Kyrenia Ship
Dispensing with the need for rowing stations enabled a much more beamy design of boat to evolve. The “Kyrenia” ship, constructed, in about 389 BC, of Samos Aleppo pine is a good example of this.
Kryrenia reconstruction sailing in the Aegean sea
The wreck of the Kyenia ship was discovered in 1967 close to Kyrenia in Cyprus, hence its name. The wreck was very well preserved with approximately 75% of the ship still in good condition. It is now exhibited in the Ancient Shipwreck Museum in Kyrenia Castle where it remains on exhibit.
The sinking of the Kyrenia could have been caused by many factors, but evidence suggests that piracy and old age contributed to the ship’s fate. Carbon 14 dating of the ships planking and also of its cargo suggests that the ship was about 80 years old when she sank. A break in the ship’s keel had been fixed, and the hull was protected with pitch and a skin of lead sheathing, added towards the end of her life.
At the time the ship sank, more than 400 wine amphorae, mostly made in Rhodes, constituted its main cargo. Ten distinct amphora shapes on board suggest other ports of call, such as Samos in the north. Another part of the cargo comprised 9000 almonds in jars. 29 millstones were laden on over the keel in three rows and also served as ballast. At the stone quarry, probably on the island of Kos, masons carved letters of identification on the sides of these stones. All these bits of evidence suggest that the ship sailed southwards along the coast of Anatolia calling at Samos, Kos and Rhodes before continuing eastwards to her destruction in Cyprus.
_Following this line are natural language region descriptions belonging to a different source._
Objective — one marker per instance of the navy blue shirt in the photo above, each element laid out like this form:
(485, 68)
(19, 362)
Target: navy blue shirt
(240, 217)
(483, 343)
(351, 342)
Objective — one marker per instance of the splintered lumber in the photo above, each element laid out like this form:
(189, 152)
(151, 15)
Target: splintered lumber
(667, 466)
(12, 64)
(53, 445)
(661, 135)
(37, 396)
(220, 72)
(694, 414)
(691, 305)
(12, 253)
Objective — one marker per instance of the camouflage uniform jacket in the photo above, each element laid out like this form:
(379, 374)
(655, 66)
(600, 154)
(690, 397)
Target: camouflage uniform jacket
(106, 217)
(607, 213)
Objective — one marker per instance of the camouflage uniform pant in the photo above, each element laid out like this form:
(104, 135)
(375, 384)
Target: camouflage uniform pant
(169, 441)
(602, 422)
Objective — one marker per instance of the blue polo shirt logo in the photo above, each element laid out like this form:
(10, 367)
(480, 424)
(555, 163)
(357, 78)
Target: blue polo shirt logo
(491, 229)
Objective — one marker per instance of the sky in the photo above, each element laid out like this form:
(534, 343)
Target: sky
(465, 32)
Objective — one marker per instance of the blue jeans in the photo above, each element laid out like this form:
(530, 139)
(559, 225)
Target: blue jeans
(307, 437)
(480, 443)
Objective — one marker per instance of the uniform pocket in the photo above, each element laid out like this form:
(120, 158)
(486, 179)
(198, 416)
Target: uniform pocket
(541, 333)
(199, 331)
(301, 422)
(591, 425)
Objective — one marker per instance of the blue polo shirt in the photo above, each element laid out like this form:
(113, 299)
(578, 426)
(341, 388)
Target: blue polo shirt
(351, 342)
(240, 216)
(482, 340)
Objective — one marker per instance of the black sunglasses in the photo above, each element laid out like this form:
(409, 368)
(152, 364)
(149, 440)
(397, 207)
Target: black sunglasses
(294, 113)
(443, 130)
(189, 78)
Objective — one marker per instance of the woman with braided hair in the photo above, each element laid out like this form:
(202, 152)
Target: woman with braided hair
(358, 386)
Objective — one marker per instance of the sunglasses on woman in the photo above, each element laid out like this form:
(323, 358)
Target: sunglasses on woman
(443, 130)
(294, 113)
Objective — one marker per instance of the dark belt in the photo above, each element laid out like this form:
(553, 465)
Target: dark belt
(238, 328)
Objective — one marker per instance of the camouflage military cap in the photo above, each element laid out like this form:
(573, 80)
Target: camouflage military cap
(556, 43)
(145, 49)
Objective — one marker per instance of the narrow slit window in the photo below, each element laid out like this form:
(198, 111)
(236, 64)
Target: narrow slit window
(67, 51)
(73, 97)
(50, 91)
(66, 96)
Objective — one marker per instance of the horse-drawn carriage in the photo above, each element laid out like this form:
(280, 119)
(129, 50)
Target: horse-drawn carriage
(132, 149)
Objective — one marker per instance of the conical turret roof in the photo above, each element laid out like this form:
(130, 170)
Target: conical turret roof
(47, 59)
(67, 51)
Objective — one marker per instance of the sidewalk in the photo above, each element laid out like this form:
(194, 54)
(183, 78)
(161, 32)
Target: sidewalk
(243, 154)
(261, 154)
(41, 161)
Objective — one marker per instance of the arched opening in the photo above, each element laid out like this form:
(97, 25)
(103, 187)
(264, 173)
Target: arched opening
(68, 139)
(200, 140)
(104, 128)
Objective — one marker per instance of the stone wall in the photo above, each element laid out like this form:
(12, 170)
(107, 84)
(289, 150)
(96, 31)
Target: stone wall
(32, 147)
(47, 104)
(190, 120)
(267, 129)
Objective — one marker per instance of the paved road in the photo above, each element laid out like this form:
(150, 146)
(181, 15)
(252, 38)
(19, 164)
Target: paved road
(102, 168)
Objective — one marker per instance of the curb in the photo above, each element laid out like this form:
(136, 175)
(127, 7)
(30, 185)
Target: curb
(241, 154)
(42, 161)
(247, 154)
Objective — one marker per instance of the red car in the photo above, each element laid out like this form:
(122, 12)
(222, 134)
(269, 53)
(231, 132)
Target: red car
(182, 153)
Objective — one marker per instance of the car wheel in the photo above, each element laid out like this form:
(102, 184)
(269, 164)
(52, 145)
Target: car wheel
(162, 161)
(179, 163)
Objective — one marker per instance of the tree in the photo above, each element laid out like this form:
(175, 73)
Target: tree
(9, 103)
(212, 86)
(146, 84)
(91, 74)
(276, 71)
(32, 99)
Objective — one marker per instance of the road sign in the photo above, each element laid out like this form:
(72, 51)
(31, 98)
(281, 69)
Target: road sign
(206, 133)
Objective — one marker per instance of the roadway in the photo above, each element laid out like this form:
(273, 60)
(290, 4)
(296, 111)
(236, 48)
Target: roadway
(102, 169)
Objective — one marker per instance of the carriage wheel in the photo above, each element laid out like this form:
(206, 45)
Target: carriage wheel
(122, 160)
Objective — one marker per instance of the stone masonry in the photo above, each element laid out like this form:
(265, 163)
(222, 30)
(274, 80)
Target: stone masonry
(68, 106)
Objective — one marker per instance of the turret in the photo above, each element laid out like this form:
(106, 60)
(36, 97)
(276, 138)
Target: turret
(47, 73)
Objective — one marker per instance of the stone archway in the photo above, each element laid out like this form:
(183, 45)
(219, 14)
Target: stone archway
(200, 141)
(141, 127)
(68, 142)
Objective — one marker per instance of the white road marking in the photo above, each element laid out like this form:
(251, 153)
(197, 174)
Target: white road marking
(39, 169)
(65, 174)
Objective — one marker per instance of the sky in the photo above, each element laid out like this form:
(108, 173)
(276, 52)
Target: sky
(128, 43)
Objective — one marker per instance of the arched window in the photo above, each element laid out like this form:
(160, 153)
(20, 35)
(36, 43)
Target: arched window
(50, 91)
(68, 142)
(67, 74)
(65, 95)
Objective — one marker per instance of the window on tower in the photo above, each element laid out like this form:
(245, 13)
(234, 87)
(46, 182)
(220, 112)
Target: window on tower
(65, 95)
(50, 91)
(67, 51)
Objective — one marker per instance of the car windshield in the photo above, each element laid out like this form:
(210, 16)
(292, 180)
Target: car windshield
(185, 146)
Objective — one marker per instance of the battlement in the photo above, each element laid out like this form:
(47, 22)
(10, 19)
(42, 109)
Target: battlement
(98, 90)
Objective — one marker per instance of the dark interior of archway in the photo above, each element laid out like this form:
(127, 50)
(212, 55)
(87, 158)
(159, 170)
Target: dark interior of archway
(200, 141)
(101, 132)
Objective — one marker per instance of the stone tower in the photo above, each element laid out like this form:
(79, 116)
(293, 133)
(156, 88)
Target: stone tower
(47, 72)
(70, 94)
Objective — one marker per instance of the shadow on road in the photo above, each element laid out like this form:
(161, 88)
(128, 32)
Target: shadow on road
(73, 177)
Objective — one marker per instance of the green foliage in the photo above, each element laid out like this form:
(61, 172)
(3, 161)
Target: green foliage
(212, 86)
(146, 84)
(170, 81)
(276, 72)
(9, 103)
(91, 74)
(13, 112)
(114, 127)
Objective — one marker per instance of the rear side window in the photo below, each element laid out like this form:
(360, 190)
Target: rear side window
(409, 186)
Four wooden spoons, four oil jugs, four salt dishes and four drinking cups recovered in the shipwreck suggest that her crew on her last voyage consisted of four seamen. The ship's single sail had been taken down before she sank as the stern contained more than 100 lead rigging rings from a large square sail stowed there.
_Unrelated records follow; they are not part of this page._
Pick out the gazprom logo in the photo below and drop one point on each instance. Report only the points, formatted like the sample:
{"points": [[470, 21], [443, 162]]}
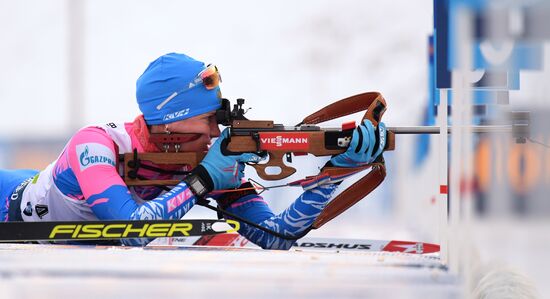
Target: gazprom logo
{"points": [[92, 154]]}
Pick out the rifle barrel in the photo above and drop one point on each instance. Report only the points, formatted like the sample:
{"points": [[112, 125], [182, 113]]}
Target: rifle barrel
{"points": [[437, 130]]}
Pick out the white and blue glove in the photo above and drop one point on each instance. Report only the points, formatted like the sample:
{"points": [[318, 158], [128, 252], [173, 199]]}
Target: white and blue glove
{"points": [[367, 143], [218, 171]]}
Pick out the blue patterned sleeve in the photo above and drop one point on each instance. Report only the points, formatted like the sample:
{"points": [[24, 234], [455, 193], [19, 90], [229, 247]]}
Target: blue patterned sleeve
{"points": [[293, 221]]}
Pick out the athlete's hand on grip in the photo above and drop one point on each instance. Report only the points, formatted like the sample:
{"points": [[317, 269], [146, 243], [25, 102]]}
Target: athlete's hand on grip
{"points": [[367, 143], [221, 171]]}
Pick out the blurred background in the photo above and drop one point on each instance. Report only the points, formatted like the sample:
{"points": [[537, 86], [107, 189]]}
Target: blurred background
{"points": [[66, 64]]}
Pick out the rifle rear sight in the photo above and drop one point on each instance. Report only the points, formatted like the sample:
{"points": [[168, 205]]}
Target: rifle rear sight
{"points": [[225, 115]]}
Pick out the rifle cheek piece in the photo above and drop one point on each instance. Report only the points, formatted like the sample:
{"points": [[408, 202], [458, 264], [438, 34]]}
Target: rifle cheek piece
{"points": [[199, 181]]}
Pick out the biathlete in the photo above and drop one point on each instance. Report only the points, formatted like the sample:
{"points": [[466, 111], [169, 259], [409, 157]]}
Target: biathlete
{"points": [[177, 94]]}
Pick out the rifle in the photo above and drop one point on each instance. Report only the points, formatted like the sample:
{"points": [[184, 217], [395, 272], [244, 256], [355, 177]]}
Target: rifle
{"points": [[280, 142]]}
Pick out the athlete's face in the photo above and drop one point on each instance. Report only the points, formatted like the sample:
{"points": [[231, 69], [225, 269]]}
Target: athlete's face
{"points": [[204, 127]]}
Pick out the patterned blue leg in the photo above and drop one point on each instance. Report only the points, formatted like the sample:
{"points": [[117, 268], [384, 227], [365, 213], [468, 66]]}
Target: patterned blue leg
{"points": [[293, 221]]}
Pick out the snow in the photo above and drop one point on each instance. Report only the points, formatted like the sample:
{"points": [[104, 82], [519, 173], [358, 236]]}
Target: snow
{"points": [[29, 271]]}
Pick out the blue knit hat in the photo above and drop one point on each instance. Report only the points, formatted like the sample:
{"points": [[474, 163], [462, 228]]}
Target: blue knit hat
{"points": [[162, 90]]}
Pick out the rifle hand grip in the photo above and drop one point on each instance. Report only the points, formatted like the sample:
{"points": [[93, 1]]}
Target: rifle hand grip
{"points": [[275, 160]]}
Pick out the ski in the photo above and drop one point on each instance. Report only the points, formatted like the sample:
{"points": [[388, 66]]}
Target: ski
{"points": [[109, 230], [233, 240]]}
The wooden hull, built mostly of Samos Aleppo pine, measured 14.3 m long by 4.4 m beam. The hull was built in the "shell first" manner, quite the opposite of today's method.
Kyrenia II
In 1981 Manolis Psaros, a boat-builder in Parma, Greece undertook to build a full size replica of the Kyrenia ship.
The ship, called ‘Kyrenia II” was finally launched in June 1984. During 1985-6 she underwent sea trials and then undertook two experimental sea voyages from Piraeus to Cyprus and back in 1987.
The Kyrenia II sailed very well under different directions of wind and conditions of the sea. The average speed varied from 2 to 6 knots. She proved her seaworthiness, with a remarkable ability to sail into the wind.
Over the next 17 years from 1987 the ship was transported on the decks of large merchant vessels across oceans and seas. Kyrenia II was exhibited at the Mystic Seaport Museum in Connecticut, in New York (fig. 6), Nara, the old Japanese capital, for the Silk Road Exhibition, Seville for the World Fair, Hamburg for its 700 years commemoration and ten different Greek towns.
Kyrenia II is now retired from active sailing and is displayed as a permanent exhibit in the Thalassa museum, Ayia Napia, Cyprus.